Há outros excelentes artigos, dentre os quais destacam-se Todo mundo com cara de bunda!, no qual, em torno da celeuma criada sobre o assassinato do casal Von Richtoffen, explicita a hipocrisia da sociedade a respeito dos crimes considerados hediondos; e Vai começar a verdadeira novela da Globo!, em que não hesita em ser a única, ou uma das poucas vozes destoantes, na louvação generalizada das “virtudes” do dr. Roberto Marinho, na época de sua morte: “(…) uma unanimidade não atingida ainda por Jesus Cristo, pois temos muitos ateus, budistas, judeus e hinduístas entre nós”.
Para se apreciar devidamente esta coletânea de artigos de Wolff, publicados em grande parte na nova (e já extinta) versão do Pasquim, é necessário que o leitor tenha em mente que o jornalista, inclusive o repórter, pode (e deve) expressar sua opinião (quando a tem, coisa cada dia mais rara). E desde que, obviamente, esteja ancorada numa análise madura e em dados, como os arrolados por Wolff, muitos deles incontestáveis. Vejam aqui Fausto Wolff como um antídoto ideal ao pseudo-jornalismo praticado por um, digamos, Pedro Bial.
É preciso, sim, alguma dose, mínima que seja, de indignação. Num tempo em que o Mercado coopta artistas e intelectuais (ou pseudo-intelectuais) para bobagens como Faustão, Sílvio, Casa dos Artistas ou o famigerado Big Brother, é necessária a existência de profissionais que não estejam preocupados apenas em engordar a sua conta bancária.

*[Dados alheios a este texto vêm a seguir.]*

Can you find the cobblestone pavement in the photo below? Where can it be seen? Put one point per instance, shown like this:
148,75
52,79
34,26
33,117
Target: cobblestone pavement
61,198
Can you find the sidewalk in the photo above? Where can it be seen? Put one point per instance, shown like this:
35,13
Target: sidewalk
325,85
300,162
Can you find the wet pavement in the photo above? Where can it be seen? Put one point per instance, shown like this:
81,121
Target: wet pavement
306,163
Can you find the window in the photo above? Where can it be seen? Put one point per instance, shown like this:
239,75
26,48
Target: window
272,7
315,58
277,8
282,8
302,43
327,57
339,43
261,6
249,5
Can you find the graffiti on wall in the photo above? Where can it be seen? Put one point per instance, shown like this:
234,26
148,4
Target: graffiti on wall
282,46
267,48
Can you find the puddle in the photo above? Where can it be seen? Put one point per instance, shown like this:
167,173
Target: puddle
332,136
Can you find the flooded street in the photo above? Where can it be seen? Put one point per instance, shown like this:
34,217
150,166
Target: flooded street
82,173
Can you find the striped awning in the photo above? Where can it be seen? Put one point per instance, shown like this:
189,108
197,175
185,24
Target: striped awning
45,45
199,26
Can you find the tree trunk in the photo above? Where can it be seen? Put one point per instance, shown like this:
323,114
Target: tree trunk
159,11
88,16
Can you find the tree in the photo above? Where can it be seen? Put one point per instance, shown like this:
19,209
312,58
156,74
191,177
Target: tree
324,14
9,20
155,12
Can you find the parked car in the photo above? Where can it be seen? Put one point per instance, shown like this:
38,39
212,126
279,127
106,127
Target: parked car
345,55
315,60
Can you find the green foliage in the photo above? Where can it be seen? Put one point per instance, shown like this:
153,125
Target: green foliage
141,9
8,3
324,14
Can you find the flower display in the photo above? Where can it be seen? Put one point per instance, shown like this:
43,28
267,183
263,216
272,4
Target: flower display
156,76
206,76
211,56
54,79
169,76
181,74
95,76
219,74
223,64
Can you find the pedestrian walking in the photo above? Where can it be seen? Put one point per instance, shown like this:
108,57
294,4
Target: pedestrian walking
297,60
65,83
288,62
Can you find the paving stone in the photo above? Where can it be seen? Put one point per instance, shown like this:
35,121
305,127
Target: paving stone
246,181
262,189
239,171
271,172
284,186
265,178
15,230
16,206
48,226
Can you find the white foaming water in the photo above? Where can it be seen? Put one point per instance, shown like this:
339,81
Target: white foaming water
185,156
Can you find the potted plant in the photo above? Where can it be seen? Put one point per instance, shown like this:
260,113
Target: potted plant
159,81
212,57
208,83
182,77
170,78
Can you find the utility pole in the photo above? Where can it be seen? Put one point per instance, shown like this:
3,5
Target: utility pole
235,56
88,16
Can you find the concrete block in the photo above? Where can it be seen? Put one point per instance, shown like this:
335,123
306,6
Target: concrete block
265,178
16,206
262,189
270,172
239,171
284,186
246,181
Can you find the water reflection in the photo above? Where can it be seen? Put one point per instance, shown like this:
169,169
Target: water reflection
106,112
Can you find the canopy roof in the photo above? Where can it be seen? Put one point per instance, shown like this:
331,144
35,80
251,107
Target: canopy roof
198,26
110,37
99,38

Para concluir esta resenha — que, fiel ao livro resenhado, não se pretende “objetiva” e “imparcial” — transcrevemos um trecho do artigo Os assassinos da esperança”:
“Outro dia vi um filme inglês. Num pub, um policial diz ao outro:
— Nossos ícones, nossos modelos são vaidosos, vazios, cruéis, corruptos e prepotentes. Somos policiais e deveríamos estar protegendo o povo contra essa gente. E que fazemos? Defendemos a canalha e botamos nossa gente na cadeia.
E isso se passou na Inglaterra. Imaginem o diálogo de dois policiais brasileiros:
— Estou preocupado.
— Por quê?
— Se liberarem a droga vamos perder 900% do salário.
E a nossa grande imprensa continua comentando esse verdadeiro banquete no pântano como se fosse alguma coisa para valer. Pergunto: tem salvação? Ei, você aí, que está vendo a Casa dos Artistas, estou perguntando: tem salvação?”